After browsing around, I found a few URLs with user managers (mostly not free):
Following a link or two, I found a free, Perl-based user manager that might do your job (or might be modified to do so):
http://www.locked-area.com/Products/DP/
A 'cheap' setup that wouldn't take much work to create might be a solution that just uses Apache's .htaccess / .htpasswd files and 'Basic' authentication. It's not terribly secure, but it may be appropriate for the job. It doesn't use databases, but doesn't take much time to set up either. It doesn't support some of the fancier features (inactivity timeouts, eavesdropping protection, user self-registration).
I'm guessing that's what the free product from 'locked-area' does, but haven't downloaded it or used it.
As wheels go, this one is pretty simple if you have to roll your own.
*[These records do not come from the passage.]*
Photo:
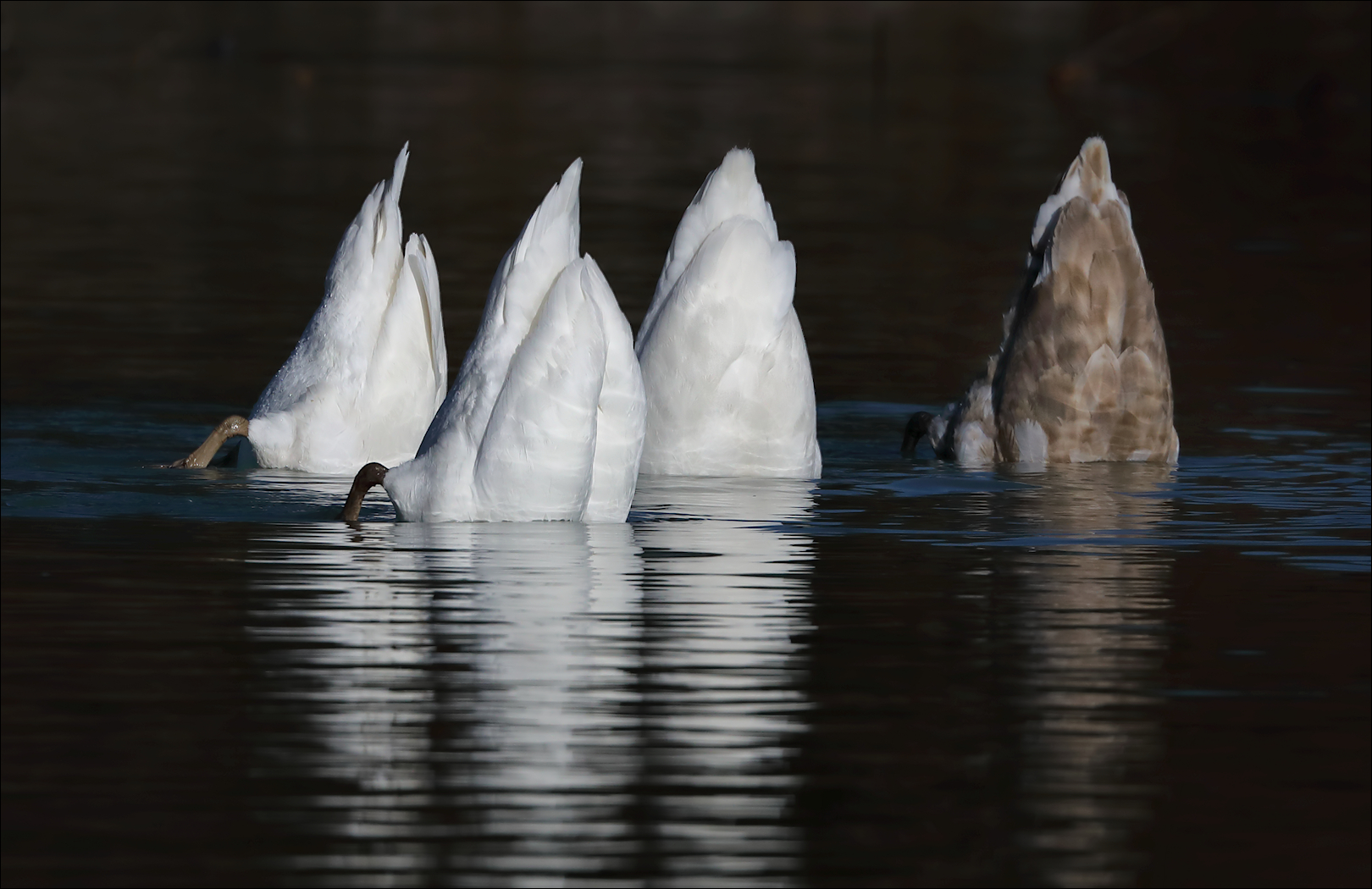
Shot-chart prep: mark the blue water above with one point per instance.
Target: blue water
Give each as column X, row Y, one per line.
column 655, row 700
column 1307, row 504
The basic flow of a homebrewed login app is something like:
- Every page checks the incoming request for a valid authorization cookie, redirect to login screen if not found.
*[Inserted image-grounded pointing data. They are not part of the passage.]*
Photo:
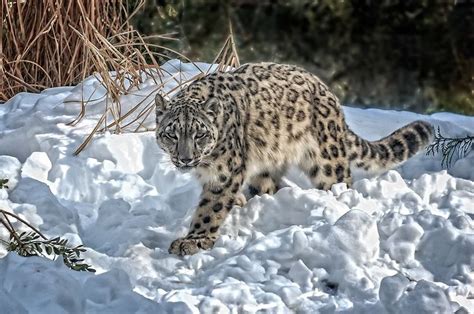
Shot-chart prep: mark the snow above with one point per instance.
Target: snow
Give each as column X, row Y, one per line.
column 401, row 242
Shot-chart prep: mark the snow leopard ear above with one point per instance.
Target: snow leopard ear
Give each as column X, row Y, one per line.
column 160, row 107
column 212, row 108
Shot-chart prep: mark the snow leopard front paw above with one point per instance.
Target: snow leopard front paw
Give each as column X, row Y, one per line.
column 190, row 246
- HTTPS Login screen asks for username, password, other data (perhaps a resource or group the user wants to join)
- After the username & password are validated and match, record the IP address & username in a token database with a new unique token ID
- Send the user their token ID as a cookie
- Send them to the page they wanted to see, as long as you keep getting back that valid cookie (and the user's IP address matches the IP you've stored for that token)
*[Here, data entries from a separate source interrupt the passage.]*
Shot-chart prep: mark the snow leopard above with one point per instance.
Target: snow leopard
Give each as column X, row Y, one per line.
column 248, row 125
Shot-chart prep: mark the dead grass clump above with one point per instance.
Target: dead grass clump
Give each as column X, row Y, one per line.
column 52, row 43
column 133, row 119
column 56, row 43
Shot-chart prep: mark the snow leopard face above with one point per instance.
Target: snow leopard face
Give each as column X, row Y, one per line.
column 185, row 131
Depending on what resources the site wants to provide, you may be able to install something like PhpBB or one of the free Wikis. Those usually come with a complete user-management system (including self-registration, timeouts, etc...) and write to a MySQL backend, which you can access just as easily with Perl. Some rewriting may let you modify the main functions of the BB or Wiki to use your Perl scripts instead.